Aujourd’hui directrice générale du Château Guiraud depuis mai 2022. Auparavant et pendant 24 ans, j’ai été maître de chai au Château d’Yquem. Née à Bordeaux, je suis tombée toute petite dans l’univers viticole. Mes parents aiment le vin, mais ne sont pas issus de ce milieu. Un jour, en me promenant sur les quais de Bordeaux avec mon père, je découvre le mot «œnologue» sur une plaque professionnelle. Il m’explique ce que c’est et immédiatement, je pense que c’est un métier qui m’intéresserait beaucoup. Il y a l’aspect chimie, biologie du vin, des matières que j’adore au lycée, et un côté terrain et produits nobles qui m’attirent terriblement. Mais je ne bois alors pas une goutte de vin ! Ce n’est donc pas pour l’amour du vin, mais plutôt pour celui de ma région, Bordeaux. Je me dis que c’est sans doute ma voie. À la sortie du baccalauréat, je m’inscris en fac de biologie. Diplômée œnologue en 1989, j’effectue des recherches en vue de ma thèse de doctorat en sciences biologiques et médicales en recherche sur le vin à l’Institut des sciences de la vigne et du vin (ISVV) de l’Université de Bordeaux. Ma thèse, que je passe en 1994, porte sur la fermentation malolactique des vins rouges. Un double diplôme pas si courant. Après 5 ans de recherche, ma volonté est d’être sur le terrain. Le Château d’Yquem me recrute à la sortie de ma thèse. Je peux encore faire des manips de labo tout en étant au sein d’une propriété et en contact avec le produit.
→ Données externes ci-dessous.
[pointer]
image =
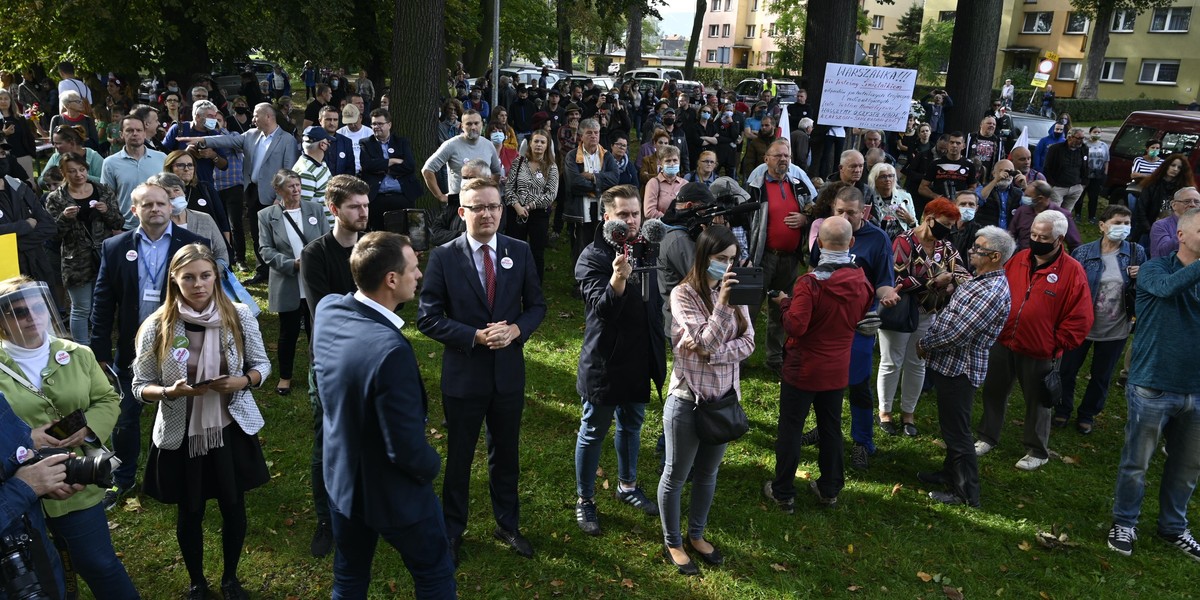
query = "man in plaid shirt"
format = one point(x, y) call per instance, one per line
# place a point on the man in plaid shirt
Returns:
point(955, 348)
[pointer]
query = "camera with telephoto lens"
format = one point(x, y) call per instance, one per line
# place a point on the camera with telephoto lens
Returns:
point(19, 570)
point(83, 469)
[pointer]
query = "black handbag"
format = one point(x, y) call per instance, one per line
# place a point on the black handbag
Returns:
point(904, 317)
point(721, 420)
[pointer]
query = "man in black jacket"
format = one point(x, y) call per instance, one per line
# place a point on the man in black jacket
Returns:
point(624, 349)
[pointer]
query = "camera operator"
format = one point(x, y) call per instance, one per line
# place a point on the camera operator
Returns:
point(58, 388)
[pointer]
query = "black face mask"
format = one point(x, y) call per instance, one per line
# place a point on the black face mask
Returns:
point(1041, 249)
point(940, 231)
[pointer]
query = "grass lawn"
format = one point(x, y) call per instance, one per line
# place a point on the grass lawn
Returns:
point(883, 539)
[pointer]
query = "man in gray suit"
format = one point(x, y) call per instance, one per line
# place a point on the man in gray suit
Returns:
point(267, 149)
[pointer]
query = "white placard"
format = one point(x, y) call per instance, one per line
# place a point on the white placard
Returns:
point(868, 97)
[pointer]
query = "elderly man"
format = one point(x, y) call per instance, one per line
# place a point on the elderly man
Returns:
point(1038, 198)
point(1000, 197)
point(1051, 313)
point(955, 349)
point(1163, 396)
point(1066, 168)
point(1163, 237)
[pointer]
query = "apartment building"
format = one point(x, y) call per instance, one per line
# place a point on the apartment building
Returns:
point(1153, 54)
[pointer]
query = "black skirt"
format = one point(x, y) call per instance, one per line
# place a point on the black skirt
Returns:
point(223, 473)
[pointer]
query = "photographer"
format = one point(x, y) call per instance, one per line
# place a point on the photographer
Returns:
point(58, 388)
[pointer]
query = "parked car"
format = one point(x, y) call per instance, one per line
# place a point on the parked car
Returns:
point(1177, 131)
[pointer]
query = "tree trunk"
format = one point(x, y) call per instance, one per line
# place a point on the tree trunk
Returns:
point(697, 29)
point(420, 63)
point(634, 40)
point(828, 37)
point(1093, 64)
point(972, 64)
point(562, 13)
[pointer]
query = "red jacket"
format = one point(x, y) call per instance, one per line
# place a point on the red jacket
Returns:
point(820, 319)
point(1051, 306)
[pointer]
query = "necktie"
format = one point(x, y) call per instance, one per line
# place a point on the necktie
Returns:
point(489, 276)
Quatre ans après mon arrivée, en 1998, le maître de chai part à la retraite, à qui je succède, à 31 ans seulement. Je ne fais plus que du terrain. Comme je suis l’une des premières femmes maîtres de chai dans un grand cru de Bordeaux, cela fait pas mal de bruit. À l’époque, c’est avant-gardiste. Aujourd’hui, il y en a beaucoup plus, des directrices techniques et, depuis quelques années, des cheffes de culture, très rares à mon époque. Des petites remarques de la part de visiteurs qui me prennent pour une guide touristique, j’en ai eues !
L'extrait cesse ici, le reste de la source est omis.